Quick Fridge Pickled Jalapeño Peppers
Quick Fridge Pickled Jalapeño Peppers are crisp, spicy slices preserved in a tangy mixture of white vinegar, water, garlic, and oregano. The slicing of jalapeños allows the pickling liquid to infuse the peppers rapidly, making this an easy refrigerator pickle. The addition of optional sugar can moderate the heat, tailoring the flavor to your preference. These peppers retain their signature crunch and add a bright, acidic punch to sandwiches, tacos, or as a spicy condiment.
Ingredients
- 24 oz mason jar
- 2-3 cups jalapeño see below, sliced
- ¾ cup white vinegar
- ¾ cup water
- ½ TBSP salt sea salt
- 2 cloves garlic peeled + minced
- ½ tsp oregano dried
- sugar if less spicy peppers are desired, optional 1-2 tablespoons
Instructions
- Wash and dry a 24-32 oz capacity mason jar.

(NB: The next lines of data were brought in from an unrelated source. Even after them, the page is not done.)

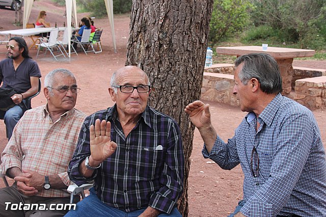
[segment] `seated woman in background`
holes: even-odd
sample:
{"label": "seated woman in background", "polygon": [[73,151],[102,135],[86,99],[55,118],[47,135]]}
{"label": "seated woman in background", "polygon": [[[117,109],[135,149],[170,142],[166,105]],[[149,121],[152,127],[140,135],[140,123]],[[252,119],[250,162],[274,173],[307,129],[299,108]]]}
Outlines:
{"label": "seated woman in background", "polygon": [[[46,17],[46,12],[44,11],[41,11],[40,12],[39,16],[36,19],[36,22],[35,23],[35,28],[41,28],[43,27],[50,27],[50,25],[48,23],[45,22],[45,17]],[[40,33],[37,36],[46,37],[47,36],[48,33]]]}
{"label": "seated woman in background", "polygon": [[79,29],[78,33],[76,33],[75,35],[77,36],[77,39],[78,41],[80,41],[82,40],[82,37],[80,36],[83,36],[83,32],[84,32],[84,30],[89,30],[91,28],[91,22],[90,20],[87,17],[83,17],[82,19],[82,27]]}

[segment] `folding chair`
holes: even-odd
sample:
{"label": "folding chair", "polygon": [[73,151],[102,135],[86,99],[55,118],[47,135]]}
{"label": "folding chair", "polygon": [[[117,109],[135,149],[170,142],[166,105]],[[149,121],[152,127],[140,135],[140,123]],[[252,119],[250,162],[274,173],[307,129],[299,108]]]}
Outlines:
{"label": "folding chair", "polygon": [[[67,57],[69,57],[69,55],[67,52],[67,51],[66,50],[66,48],[65,48],[65,46],[68,45],[68,42],[69,40],[70,40],[70,37],[68,35],[68,31],[67,30],[67,29],[66,29],[64,32],[63,32],[63,36],[62,37],[60,37],[60,36],[58,37],[58,38],[62,38],[62,40],[58,40],[58,43],[59,43],[59,44],[60,44],[61,46],[61,47],[62,47],[64,51],[67,55]],[[78,53],[77,53],[77,52],[76,51],[75,48],[73,47],[73,46],[71,46],[71,47],[74,51],[70,52],[70,53],[76,53],[76,55],[78,56]]]}
{"label": "folding chair", "polygon": [[[73,44],[75,43],[80,45],[80,47],[82,47],[82,48],[83,49],[84,51],[85,52],[86,55],[87,55],[87,52],[93,51],[93,50],[88,50],[88,51],[85,50],[85,49],[84,48],[84,46],[83,46],[83,45],[87,45],[88,46],[91,45],[91,41],[90,41],[90,35],[91,35],[91,31],[92,30],[91,29],[86,30],[84,29],[84,31],[83,32],[83,35],[82,36],[82,39],[80,40],[80,41],[79,41],[78,40],[78,38],[77,38],[77,36],[74,35],[73,36],[74,37],[73,39],[71,39],[71,42],[72,42],[72,46],[73,46]],[[78,36],[78,37],[80,37],[80,36]]]}
{"label": "folding chair", "polygon": [[[39,94],[40,92],[41,92],[41,85],[42,85],[41,83],[41,79],[39,78],[39,88],[36,93],[35,93],[34,95],[32,95],[32,96],[29,96],[28,97],[26,97],[25,98],[25,101],[26,102],[24,105],[26,107],[26,110],[32,108],[32,106],[31,106],[32,104],[31,102],[31,101],[32,101],[32,98],[36,97],[36,96]],[[8,129],[7,128],[7,126],[6,126],[6,135],[7,135],[7,138],[8,138]]]}
{"label": "folding chair", "polygon": [[[37,57],[38,57],[39,52],[40,52],[40,49],[41,47],[43,47],[43,49],[45,49],[45,52],[42,55],[46,55],[46,51],[48,50],[50,51],[52,56],[53,56],[53,57],[54,57],[56,60],[57,61],[58,60],[57,59],[57,57],[62,55],[64,57],[66,57],[65,56],[65,55],[62,52],[62,50],[61,50],[60,46],[57,43],[59,31],[59,30],[58,28],[56,28],[52,30],[51,31],[51,32],[50,33],[50,37],[49,37],[48,39],[39,38],[39,39],[40,40],[40,43],[36,44],[38,46],[37,53],[36,55],[36,59],[37,59]],[[44,41],[46,42],[44,42]],[[53,52],[54,48],[57,48],[58,49],[58,51],[59,52],[59,55],[55,55]]]}
{"label": "folding chair", "polygon": [[[1,169],[0,169],[0,177],[2,177],[2,179],[5,183],[5,185],[6,187],[9,187],[9,184],[6,178],[6,175],[2,174],[2,170]],[[71,184],[69,185],[68,188],[67,188],[67,191],[70,193],[70,203],[73,203],[73,196],[75,195],[80,194],[82,196],[82,198],[84,199],[86,197],[84,191],[88,190],[92,187],[93,187],[93,184],[92,183],[84,184],[79,187],[76,184]]]}
{"label": "folding chair", "polygon": [[[91,46],[92,47],[92,49],[93,49],[93,51],[95,53],[100,53],[102,52],[102,44],[101,44],[101,35],[102,35],[102,32],[103,32],[103,29],[97,29],[95,32],[94,35],[94,37],[92,39],[91,39],[92,41],[91,43]],[[94,48],[93,44],[97,44],[97,48],[99,51],[97,51]]]}
{"label": "folding chair", "polygon": [[73,201],[73,196],[74,195],[80,194],[82,198],[84,199],[86,197],[85,193],[84,192],[85,190],[90,189],[93,187],[92,183],[84,184],[79,187],[76,184],[71,184],[68,187],[67,191],[70,193],[70,203],[72,203]]}

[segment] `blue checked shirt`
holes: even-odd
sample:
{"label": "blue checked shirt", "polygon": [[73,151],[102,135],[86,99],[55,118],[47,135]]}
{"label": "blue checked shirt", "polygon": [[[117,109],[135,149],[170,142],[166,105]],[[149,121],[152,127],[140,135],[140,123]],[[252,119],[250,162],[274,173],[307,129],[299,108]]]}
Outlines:
{"label": "blue checked shirt", "polygon": [[[111,122],[115,152],[86,178],[78,166],[91,154],[89,128],[97,119]],[[116,105],[85,120],[68,168],[78,185],[94,179],[97,196],[110,206],[129,212],[150,206],[170,213],[182,192],[184,160],[180,130],[171,118],[146,106],[126,138]]]}
{"label": "blue checked shirt", "polygon": [[[205,144],[202,151],[224,169],[240,164],[246,202],[241,212],[247,216],[325,216],[325,152],[312,113],[278,94],[258,121],[256,132],[256,115],[248,114],[227,144],[218,136],[210,153]],[[251,169],[254,147],[259,159],[256,178]]]}

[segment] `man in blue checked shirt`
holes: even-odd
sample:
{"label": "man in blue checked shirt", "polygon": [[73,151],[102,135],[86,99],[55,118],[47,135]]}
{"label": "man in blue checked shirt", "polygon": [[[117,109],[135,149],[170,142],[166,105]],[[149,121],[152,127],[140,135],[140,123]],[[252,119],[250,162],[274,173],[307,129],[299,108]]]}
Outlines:
{"label": "man in blue checked shirt", "polygon": [[180,132],[172,118],[147,105],[151,89],[135,66],[115,72],[108,92],[113,107],[86,118],[68,169],[90,195],[67,216],[181,216],[183,185]]}
{"label": "man in blue checked shirt", "polygon": [[277,63],[266,53],[235,61],[233,94],[248,112],[225,143],[200,101],[185,112],[204,142],[204,157],[222,169],[240,164],[243,198],[230,216],[325,216],[326,160],[312,113],[281,95]]}

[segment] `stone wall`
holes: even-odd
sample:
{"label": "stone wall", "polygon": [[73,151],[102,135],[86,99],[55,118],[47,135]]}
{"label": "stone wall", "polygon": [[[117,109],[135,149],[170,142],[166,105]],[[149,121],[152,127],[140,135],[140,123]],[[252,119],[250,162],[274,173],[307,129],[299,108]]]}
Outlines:
{"label": "stone wall", "polygon": [[326,108],[326,76],[295,81],[294,100],[308,108]]}
{"label": "stone wall", "polygon": [[221,74],[234,74],[234,65],[227,63],[213,64],[209,67],[205,67],[204,72],[219,73]]}
{"label": "stone wall", "polygon": [[204,72],[201,99],[238,106],[239,101],[233,94],[233,75]]}
{"label": "stone wall", "polygon": [[295,81],[299,79],[326,76],[326,69],[312,69],[310,68],[293,66],[293,73],[292,78],[292,89],[294,89]]}

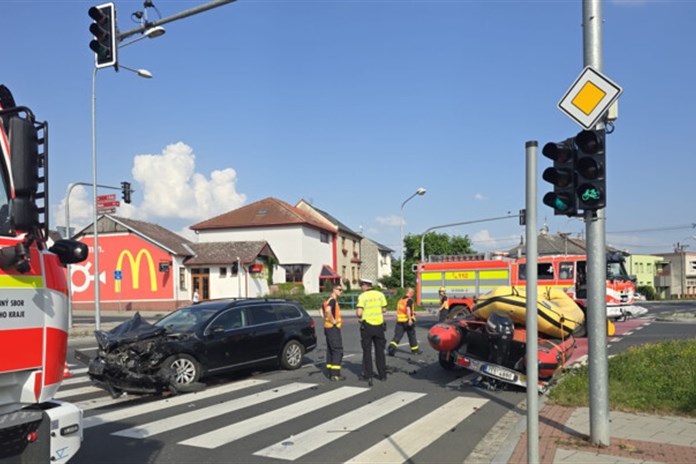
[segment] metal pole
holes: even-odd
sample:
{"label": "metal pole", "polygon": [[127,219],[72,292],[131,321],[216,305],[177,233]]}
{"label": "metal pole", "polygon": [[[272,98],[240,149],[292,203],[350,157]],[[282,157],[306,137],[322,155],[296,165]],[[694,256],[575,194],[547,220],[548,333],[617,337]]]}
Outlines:
{"label": "metal pole", "polygon": [[[584,65],[602,72],[602,3],[583,0]],[[597,128],[603,126],[603,122]],[[585,211],[587,233],[587,332],[590,382],[590,441],[609,446],[609,366],[607,360],[607,256],[604,209]]]}
{"label": "metal pole", "polygon": [[242,297],[242,263],[237,256],[237,298]]}
{"label": "metal pole", "polygon": [[97,71],[92,72],[92,206],[94,233],[94,326],[96,330],[101,328],[101,311],[99,308],[99,232],[97,227]]}
{"label": "metal pole", "polygon": [[[75,184],[68,186],[68,193],[65,195],[65,238],[70,238],[70,193]],[[68,328],[72,328],[72,274],[70,264],[65,266],[68,271]]]}
{"label": "metal pole", "polygon": [[539,462],[539,339],[537,333],[537,148],[536,140],[525,144],[527,157],[526,255],[527,255],[527,462]]}
{"label": "metal pole", "polygon": [[218,6],[226,5],[228,3],[235,2],[237,0],[217,0],[214,2],[206,3],[205,5],[197,6],[195,8],[191,8],[186,11],[182,11],[181,13],[175,14],[173,16],[170,16],[168,18],[160,19],[159,21],[155,22],[147,22],[145,25],[137,27],[135,29],[132,29],[130,31],[123,32],[118,35],[118,40],[119,42],[123,39],[127,39],[128,37],[135,35],[137,33],[143,33],[148,29],[152,29],[153,27],[161,26],[163,24],[171,23],[173,21],[176,21],[178,19],[183,19],[188,16],[193,16],[198,13],[202,13],[204,11],[210,10],[212,8],[217,8]]}
{"label": "metal pole", "polygon": [[401,203],[401,288],[404,288],[404,206],[408,201],[415,197],[416,195],[425,195],[425,189],[419,187],[413,195],[408,197],[403,203]]}
{"label": "metal pole", "polygon": [[[96,68],[95,68],[96,69]],[[68,186],[68,193],[65,195],[65,238],[71,238],[70,235],[70,194],[72,189],[78,185],[92,185],[88,182],[75,182]],[[114,190],[121,190],[120,187],[113,187],[111,185],[97,185],[101,188],[110,188]],[[96,204],[96,201],[95,201]],[[70,269],[70,264],[67,266],[68,270],[68,327],[72,327],[72,274]]]}

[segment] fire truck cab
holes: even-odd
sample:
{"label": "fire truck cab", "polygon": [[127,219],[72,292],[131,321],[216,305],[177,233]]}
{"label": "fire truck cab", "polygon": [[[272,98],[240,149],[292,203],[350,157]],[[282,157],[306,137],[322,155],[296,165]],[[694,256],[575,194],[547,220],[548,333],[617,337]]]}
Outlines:
{"label": "fire truck cab", "polygon": [[[527,285],[526,258],[473,254],[431,256],[418,265],[417,303],[437,309],[438,290],[444,287],[449,298],[450,314],[471,311],[479,295],[501,285]],[[539,287],[564,290],[583,308],[587,305],[587,257],[585,255],[539,256]],[[620,253],[607,254],[607,313],[619,316],[635,301],[635,282],[626,272]],[[611,310],[609,309],[611,308]]]}

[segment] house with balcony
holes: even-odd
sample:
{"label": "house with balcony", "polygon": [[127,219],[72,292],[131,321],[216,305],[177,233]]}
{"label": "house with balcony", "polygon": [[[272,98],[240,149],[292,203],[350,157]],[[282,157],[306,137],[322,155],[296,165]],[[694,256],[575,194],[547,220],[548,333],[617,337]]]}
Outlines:
{"label": "house with balcony", "polygon": [[337,280],[338,227],[277,198],[265,198],[190,227],[198,243],[262,241],[277,260],[271,281],[302,284],[318,293],[327,279]]}
{"label": "house with balcony", "polygon": [[322,221],[330,222],[336,227],[338,235],[336,238],[336,249],[334,250],[336,255],[334,271],[340,276],[341,283],[344,286],[357,288],[358,281],[361,278],[368,278],[362,272],[362,266],[364,265],[360,246],[362,237],[333,215],[317,208],[306,200],[300,200],[295,206]]}

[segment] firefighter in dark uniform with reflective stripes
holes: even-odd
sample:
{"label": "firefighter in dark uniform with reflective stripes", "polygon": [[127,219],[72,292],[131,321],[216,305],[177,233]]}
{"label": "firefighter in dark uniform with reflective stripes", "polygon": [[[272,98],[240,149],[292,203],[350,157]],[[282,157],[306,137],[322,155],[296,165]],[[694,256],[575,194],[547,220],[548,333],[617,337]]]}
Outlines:
{"label": "firefighter in dark uniform with reflective stripes", "polygon": [[343,288],[336,285],[322,307],[324,335],[326,335],[326,370],[329,380],[332,381],[346,379],[341,375],[343,338],[341,337],[341,307],[338,304],[338,297],[342,292]]}
{"label": "firefighter in dark uniform with reflective stripes", "polygon": [[372,281],[360,281],[363,293],[358,297],[356,315],[360,319],[360,343],[363,349],[362,377],[372,386],[372,345],[375,347],[375,364],[377,378],[387,380],[387,358],[385,348],[387,338],[384,335],[386,324],[384,313],[387,311],[387,299],[384,293],[372,289]]}
{"label": "firefighter in dark uniform with reflective stripes", "polygon": [[404,333],[408,335],[408,344],[411,346],[412,354],[421,354],[416,339],[416,312],[413,309],[413,288],[406,289],[406,295],[396,304],[396,326],[394,326],[394,338],[389,343],[387,354],[394,356],[396,348],[399,346]]}

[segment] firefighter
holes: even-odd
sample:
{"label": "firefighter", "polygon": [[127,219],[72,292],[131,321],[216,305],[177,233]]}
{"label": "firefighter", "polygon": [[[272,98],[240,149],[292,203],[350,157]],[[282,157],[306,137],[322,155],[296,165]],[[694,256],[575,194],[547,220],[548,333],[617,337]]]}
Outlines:
{"label": "firefighter", "polygon": [[444,322],[449,316],[449,298],[447,298],[447,291],[445,287],[440,287],[440,313],[438,315],[438,322]]}
{"label": "firefighter", "polygon": [[341,375],[343,360],[343,338],[341,337],[341,307],[338,297],[343,293],[343,287],[336,285],[331,296],[322,306],[324,317],[324,335],[326,336],[326,371],[329,380],[340,381],[346,378]]}
{"label": "firefighter", "polygon": [[416,339],[416,312],[413,309],[413,288],[406,289],[406,295],[396,304],[396,325],[394,326],[394,338],[389,343],[387,354],[394,356],[404,333],[408,335],[408,344],[411,346],[411,354],[421,354]]}
{"label": "firefighter", "polygon": [[384,313],[387,311],[387,299],[380,291],[372,289],[372,281],[360,281],[363,293],[358,297],[356,315],[360,320],[360,344],[363,349],[362,377],[372,386],[372,345],[375,347],[375,364],[377,364],[377,379],[387,380],[387,358],[385,350],[386,324]]}

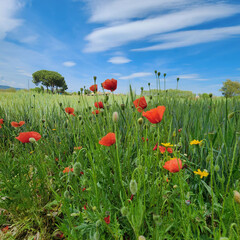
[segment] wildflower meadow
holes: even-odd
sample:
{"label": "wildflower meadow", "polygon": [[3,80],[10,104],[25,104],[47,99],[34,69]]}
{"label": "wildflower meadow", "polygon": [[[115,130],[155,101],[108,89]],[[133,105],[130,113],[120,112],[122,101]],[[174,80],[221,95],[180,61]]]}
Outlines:
{"label": "wildflower meadow", "polygon": [[0,94],[0,239],[240,239],[240,99],[102,87]]}

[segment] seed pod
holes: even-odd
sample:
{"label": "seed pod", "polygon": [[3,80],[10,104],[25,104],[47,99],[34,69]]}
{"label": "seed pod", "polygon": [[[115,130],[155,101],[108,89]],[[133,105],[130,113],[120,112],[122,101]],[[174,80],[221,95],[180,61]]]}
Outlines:
{"label": "seed pod", "polygon": [[130,192],[132,195],[135,195],[137,193],[137,182],[135,179],[132,179],[130,181]]}

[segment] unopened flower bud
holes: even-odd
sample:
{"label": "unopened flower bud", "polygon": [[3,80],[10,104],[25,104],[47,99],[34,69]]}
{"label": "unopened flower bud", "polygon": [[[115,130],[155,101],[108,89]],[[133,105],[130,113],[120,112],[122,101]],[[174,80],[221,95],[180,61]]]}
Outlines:
{"label": "unopened flower bud", "polygon": [[135,195],[137,193],[137,182],[134,179],[130,181],[130,192],[132,195]]}
{"label": "unopened flower bud", "polygon": [[82,170],[82,167],[81,167],[81,163],[80,162],[76,162],[74,165],[73,165],[73,173],[76,175],[76,176],[81,176],[81,170]]}
{"label": "unopened flower bud", "polygon": [[236,201],[236,203],[240,204],[240,193],[234,190],[233,194],[234,194],[234,200]]}
{"label": "unopened flower bud", "polygon": [[139,118],[139,119],[138,119],[138,124],[139,124],[139,125],[142,125],[142,124],[143,124],[143,119],[142,119],[142,118]]}
{"label": "unopened flower bud", "polygon": [[118,121],[118,112],[114,112],[113,113],[113,122],[117,122]]}

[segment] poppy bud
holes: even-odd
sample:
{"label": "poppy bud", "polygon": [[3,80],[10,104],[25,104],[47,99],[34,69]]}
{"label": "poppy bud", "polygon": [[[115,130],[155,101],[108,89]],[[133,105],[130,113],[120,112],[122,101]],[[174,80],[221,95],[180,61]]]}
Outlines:
{"label": "poppy bud", "polygon": [[121,213],[122,213],[123,216],[127,216],[127,214],[128,214],[128,208],[125,207],[125,206],[122,207],[122,208],[121,208]]}
{"label": "poppy bud", "polygon": [[235,112],[228,114],[228,120],[232,119],[234,117],[234,114],[235,114]]}
{"label": "poppy bud", "polygon": [[125,104],[124,104],[124,103],[121,104],[121,109],[122,109],[122,110],[125,109]]}
{"label": "poppy bud", "polygon": [[36,141],[35,138],[29,138],[29,142],[30,142],[30,143],[35,143],[35,142],[37,142],[37,141]]}
{"label": "poppy bud", "polygon": [[99,240],[100,239],[100,233],[99,232],[95,232],[94,236],[93,236],[94,240]]}
{"label": "poppy bud", "polygon": [[114,112],[112,118],[113,118],[113,122],[117,122],[118,121],[118,112]]}
{"label": "poppy bud", "polygon": [[143,119],[142,119],[142,118],[139,118],[139,119],[138,119],[138,124],[139,124],[139,125],[142,125],[142,124],[143,124]]}
{"label": "poppy bud", "polygon": [[74,165],[73,165],[73,173],[80,177],[81,176],[81,163],[80,162],[76,162]]}
{"label": "poppy bud", "polygon": [[236,201],[236,203],[240,204],[240,193],[234,190],[233,194],[234,194],[234,200]]}
{"label": "poppy bud", "polygon": [[135,195],[137,193],[137,182],[136,180],[131,180],[130,181],[130,192],[132,193],[132,195]]}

- Slice your peppers into discs, discarding the stem.
- Bring water and vinegar to a boil in a medium saucepan.
- Add peppers, sea salt, garlic, oregano, and sugar.
- Skip the sugar if you want supremely spicy jalapeños.
- Reduce heat to lowest setting and simmer for about a minute before removing from heat.
- Allow to cool (approx. 10 minutes or so) then pour into your mason jar.
- Slap on the lid and pop in the fridge. That's it!
Notes
- Use about 2 to 3 cups of thinly sliced jalapeño rounds for best jar filling and pickling coverage.
- Omit sugar entirely for a spicier result or substitute with honey for a paleo-friendly sweetener option.
- Allow the brine to cool slightly before adding to the jar to preserve crisp texture.
- Keep the sealed jar refrigerated and use within a few weeks for optimal flavor and freshness.
Nutrition Information
Nutrition Facts
Serving: 12 servings
Amount Per Serving
Calories 10
% Daily Value*
| Calories | 10kcal | 1% |
| Carbohydrates | 1g | 0% |
| Sodium | 292mg | 12% |
| Potassium | 55mg | 1% |
| Vitamin A | 245IU | 5% |
| Vitamin C | 26.8mg | 30% |
| Calcium | 5mg | 1% |
| Iron | 0.1mg | 1% |
* Percent Daily Values are based on a 2,000 calorie diet.